Não há pressa, pressa nenhuma. Ao se levantar, calça as pantufas feitas de algum material qu’imita lã. Os pés frios são o maior incômodo de quem passa dos setenta. Luisa dá os primeiros passos do dia e já sente a pontada na perna esquerda. “Ai!” Tinha que comprar mais daquele creme rosa para afumentar. Levando as mãos às paredes, caminha. Ela sempre caminha devagar, não forçosamente porque não pudesse andar mais rápido, pois, para quê?

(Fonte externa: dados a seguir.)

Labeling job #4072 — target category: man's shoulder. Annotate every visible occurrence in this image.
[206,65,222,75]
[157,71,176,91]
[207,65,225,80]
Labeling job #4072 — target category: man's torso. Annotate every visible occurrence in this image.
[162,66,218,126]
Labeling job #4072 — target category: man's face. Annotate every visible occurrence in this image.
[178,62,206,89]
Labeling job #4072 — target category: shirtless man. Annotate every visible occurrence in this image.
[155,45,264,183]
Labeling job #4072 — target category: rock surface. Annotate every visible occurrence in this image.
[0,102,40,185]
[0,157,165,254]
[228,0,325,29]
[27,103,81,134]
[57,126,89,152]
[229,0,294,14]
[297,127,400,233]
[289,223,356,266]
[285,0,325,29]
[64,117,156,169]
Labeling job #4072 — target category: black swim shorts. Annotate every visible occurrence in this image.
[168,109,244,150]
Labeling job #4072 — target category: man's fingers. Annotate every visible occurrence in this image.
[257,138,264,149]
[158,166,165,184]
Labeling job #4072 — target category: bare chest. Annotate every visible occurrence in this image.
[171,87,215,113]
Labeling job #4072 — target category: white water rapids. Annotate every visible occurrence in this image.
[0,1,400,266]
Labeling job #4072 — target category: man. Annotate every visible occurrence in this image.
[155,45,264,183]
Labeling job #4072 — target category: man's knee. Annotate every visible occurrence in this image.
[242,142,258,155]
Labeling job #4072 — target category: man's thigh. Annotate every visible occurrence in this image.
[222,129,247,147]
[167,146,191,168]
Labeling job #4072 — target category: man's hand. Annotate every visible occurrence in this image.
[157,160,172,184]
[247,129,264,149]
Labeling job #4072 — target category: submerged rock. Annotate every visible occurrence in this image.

Chega ao banheiro. Os azulejos verdes datavam da década de 1980. Mais ou menos dez anos depois d’a casa ter sido construída, Luisa se mudara alá. Trocou de moradia depois qu’o marido morreu, um ano antes da mudança. Os filhos, de quem partiu a ideia, diziam entre si qu’a mãe não conseguia mais viver naquela casa grande, muito menos era capaz de mantê-la limpa. Luisa discordava; a ela, tudo parecia em ordem, mas entendia a vontade dos filhos de ver a mãe num lugar menor – além de tudo, era mais barato. Não qu’os filhos a sustentassem mas, quando mesmo, persistiam a dizer aos seus filhos como a avó dava trabalho. Pouco percebem eles que, ao fazê-lo, adestram seus filhos a fazer o mesmo que fizeram com a mãe, Luisa.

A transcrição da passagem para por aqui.